Years ago, eviction spurred her to seek change in her life. Seeing her furniture on the lawn, like a beached shipwreck, was troubling.

“It was a wake up call,” she says. And in that respect, she supports the HOPE VI renovation of Sheppard Square — a public-private investment of $167 million to reinvent the housing project as a mixed-income neighborhood. In May, the U.S. Department of Housing and Urban Development awarded a $22 million federal grant to act as seed money for the razing and reconstruction. Sheppard Square will be the Louisville Metro Housing Authority’s third and last HOPE VI project.

Hughes hopes this inevitable move shakes those who feel stuck in the system and prompts an urgent self-sufficiency. Still, when interviewed over the summer, she sensed that many at Sheppard Square feel more apathetic than inspired.

“If no one’s ever reached out to you, why in my adult life would I think because you’re going to come tear my home down, you care about what I think or what I have to say? And that’s how they feel — ‘Just give me the money and I’ll go.’ And it eats me up,” she says. “You already tore down two projects without our say so, without our wishes, so go on and keep moving.”

Fowler agrees. She realizes the Metro Housing Authority isn’t just throwing her out on the street. All residents can opt for Section 8 rental assistance vouchers, a spot in another public housing complex, or one of the individual units scattered throughout the county. Still, Fowler doesn’t mince words about the HOPE VI relocation.

“They want to get every black person out of the East End,” she says, referring to downtown, “and put them in the West End, point blank. And I don’t like them for it. Get rid of the bad but not the good people … don’t hurt us.”

Fowler surprises herself when she gets choked up, unaware that this place — quicksand for many — means so much to her. When the new mixed-income development is open for current residents to move back to, if history is any indication, few will.

By next year, the 70-year-old, glazed, hollow tiles in each wall should be distant debris, the property ready for a new chapter. Some families have already moved out. Many in the surrounding Smoketown neighborhood are confident this will reignite the historic area, now notorious for crime, neglect and graffiti.

One of Renita Rosa’s lifelong passions is Smoketown. She’s worked on developing the area for 20 years. She lived on Roselane Street as a child. Her father, Ernest “Camp” Edwards, was a former director at the Presbyterian Community Center.

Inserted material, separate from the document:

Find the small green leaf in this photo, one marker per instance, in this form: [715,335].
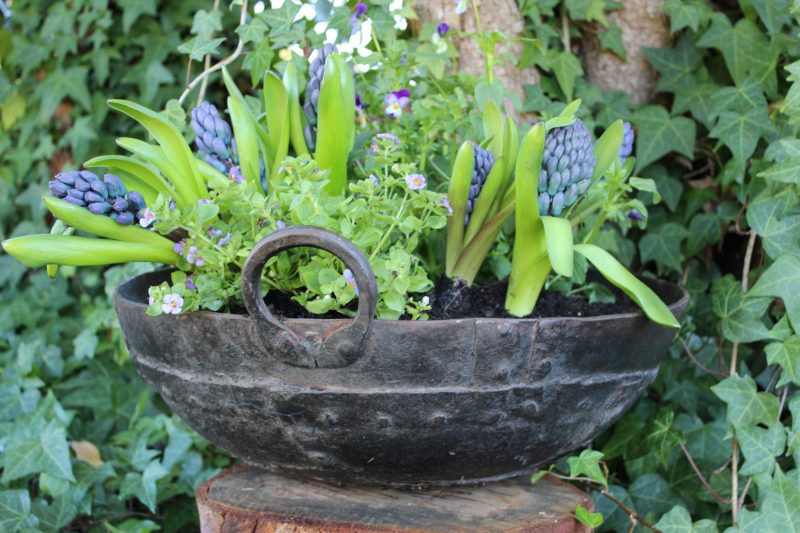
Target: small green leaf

“This neighborhood, as long as I can remember, has been in survival mode,” she says. “It’s going to change. I think for the better.”

Smoketown, while poor, was a vibrant African-American community from around the time of the Civil War to World War II. It’s documented that many slaves searching for freedom settled in the area in 1865. One of the world’s most recognizable figures, Muhammad Ali, started his boxing career at the old Presbyterian Community Center. Hudson worries that Smoketown’s rich African-American heritage will diffuse if trendy lofts and upscale eateries slowly supplant Sheppard Square, a prime piece of real estate.

“I think the culture and character of Smoketown is very much at risk,” he says, adding that he’s not against progress, just concerned about a significant space and those who’ve called it home. Hudson also has a personal connection to Smoketown: His mother worked as a property manager at Sheppard Square for about a decade.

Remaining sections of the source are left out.